Cardiac Regenerative Potential of Spiny Mice (Acomys cahirinus) Manifests Itself in Expansion of Pacemaker Myocardium and Predominance of Noncanonical, IK, ACH-Independent Pathway of Cholinergic Regulation in Cardiac Pacemaking.

Spiny mice (Acomys cahirinus) exhibit the ability to regenerate the damaged myocardium and functional indices of the heart. demonstrated in various models of cardiac pathologies. Cardioregenerative potential of Acomys is associated with partial preservation of the neonatal phenotype of cardiac tissue in adult animals. The electrophysiology and mechanisms regulating the heart rhythm in Acomys are extremely poorly understood. The EEG was recorded in vivo and bioelectrical activity of the supraventricular myocardium was evaluated and mapped in spiny mice. Pacemaker-type action potentials were detected in a significant part of the right atrium, and primary activation involved approximately 41% of the atrium surface in Acomys.

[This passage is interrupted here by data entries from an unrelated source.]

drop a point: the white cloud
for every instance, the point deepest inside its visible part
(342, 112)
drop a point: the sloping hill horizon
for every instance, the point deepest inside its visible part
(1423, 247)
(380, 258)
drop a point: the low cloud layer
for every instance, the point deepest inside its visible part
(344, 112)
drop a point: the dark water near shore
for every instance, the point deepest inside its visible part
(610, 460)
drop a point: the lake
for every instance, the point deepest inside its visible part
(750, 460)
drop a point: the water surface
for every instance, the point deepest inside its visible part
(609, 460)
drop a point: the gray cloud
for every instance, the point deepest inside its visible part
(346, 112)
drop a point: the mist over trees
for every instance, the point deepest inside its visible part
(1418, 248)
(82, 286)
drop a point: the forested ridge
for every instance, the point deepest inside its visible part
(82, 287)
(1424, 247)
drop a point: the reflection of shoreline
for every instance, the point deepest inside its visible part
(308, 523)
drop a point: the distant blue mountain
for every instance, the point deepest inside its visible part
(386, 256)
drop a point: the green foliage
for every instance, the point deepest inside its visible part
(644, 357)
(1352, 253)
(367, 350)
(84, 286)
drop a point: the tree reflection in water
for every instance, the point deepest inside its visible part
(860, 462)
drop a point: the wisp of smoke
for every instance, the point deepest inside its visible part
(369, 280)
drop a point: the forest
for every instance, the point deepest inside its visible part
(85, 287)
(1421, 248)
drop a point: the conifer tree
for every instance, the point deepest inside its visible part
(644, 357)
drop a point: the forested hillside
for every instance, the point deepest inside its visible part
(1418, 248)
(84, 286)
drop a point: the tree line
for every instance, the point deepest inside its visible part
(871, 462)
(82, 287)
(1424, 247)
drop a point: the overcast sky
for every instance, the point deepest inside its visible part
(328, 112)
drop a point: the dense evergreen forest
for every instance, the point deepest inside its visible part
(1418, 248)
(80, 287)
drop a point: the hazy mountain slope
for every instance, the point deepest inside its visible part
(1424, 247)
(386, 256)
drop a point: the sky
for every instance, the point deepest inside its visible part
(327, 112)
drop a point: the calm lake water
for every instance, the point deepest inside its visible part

Cholinergic stimulation caused pronounced suppression of automaticity and changed the activation pattern of the pacemaker myocardium. IKAch-independent mechanisms mediated the cholinergic inhibition of automaticity in Acomys. Thus, the cardioregenerative potential of spiny mice manifests itself in delocalization and nonclassical regulation of the cardiac pacemaker.